Cluster fails to start with dummy does not exist error

Cluster is not starting due to a `dummy does not exist` Apache Spark error message.

Written by arvind.ravish

Last published at: March 4th, 2022

Problem

You try to start a cluster, but it fails to start. You get an Apache Spark error message.

Internal error message: Spark error: Driver down

You review the cluster driver and worker logs and see an error message containing java.io.FileNotFoundException: File file:/databricks/driver/dummy does not exist.

21/07/14 21:44:06 ERROR DriverDaemon$: XXX Fatal uncaught exception. Terminating driver.
java.io.FileNotFoundException: File file:/databricks/driver/dummy does not exist
   at org.apache.hadoop.fs.RawLocalFileSystem.deprecatedGetFileStatus(RawLocalFileSystem.java:611)
   at org.apache.hadoop.fs.RawLocalFileSystem.getFileLinkStatusInternal(RawLocalFileSystem.java:824)
   at org.apache.hadoop.fs.RawLocalFileSystem.getFileStatus(RawLocalFileSystem.java:601)
   at org.apache.hadoop.fs.FilterFileSystem.getFileStatus(FilterFileSystem.java:421)
   at org.apache.spark.SparkContext.addFile(SparkContext.scala:1668)
   at org.apache.spark.SparkContext.addFile(SparkContext.scala:1632)
   at org.apache.spark.SparkContext$$anonfun$13.apply(SparkContext.scala:511)
   at org.apache.spark.SparkContext$$anonfun$13.apply(SparkContext.scala:511)
   at scala.collection.immutable.List.foreach(List.scala:392)

Cause

You have spark.files dummy set in your Spark Config, but no such file exists.

Spark interprets the dummy configuration value as a valid file path and tries to find it on the local file system. If the file does not exist, it generates the error message.

java.io.FileNotFoundException: File file:/databricks/driver/dummy does not exist

Solution

Option 1: Delete spark.files dummy from your Spark Config if you are not passing actual files to Spark.

Option 2: Create a dummy file and place it on the cluster. You can do this with an init script.
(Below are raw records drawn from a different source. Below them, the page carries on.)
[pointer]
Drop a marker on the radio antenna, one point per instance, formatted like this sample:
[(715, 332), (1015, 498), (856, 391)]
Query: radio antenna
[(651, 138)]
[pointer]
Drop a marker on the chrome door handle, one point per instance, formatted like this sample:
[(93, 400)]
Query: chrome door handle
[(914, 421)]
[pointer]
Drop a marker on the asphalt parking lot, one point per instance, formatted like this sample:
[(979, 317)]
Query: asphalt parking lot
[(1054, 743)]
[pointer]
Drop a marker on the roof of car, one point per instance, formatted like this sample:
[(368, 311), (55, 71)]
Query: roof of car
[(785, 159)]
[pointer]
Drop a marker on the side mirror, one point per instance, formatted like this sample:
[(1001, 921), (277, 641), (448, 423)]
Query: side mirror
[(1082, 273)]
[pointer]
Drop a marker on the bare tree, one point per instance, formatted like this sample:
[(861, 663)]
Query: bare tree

  1. Create the init script.
    %python
    dbutils.fs.put("dbfs:/databricks/<init-script-folder>/create_dummy_file.sh",
    """
    #!/bin/bash
    touch /databricks/driver/dummy""", True)
  2. Install the init script that you just created as a cluster-scoped init script.
    You will need the full path to the location of the script (dbfs:/databricks/<init-script-folder>/create_dummy_file.sh).
  3. Restart the cluster

Restart your cluster after you have installed the init script.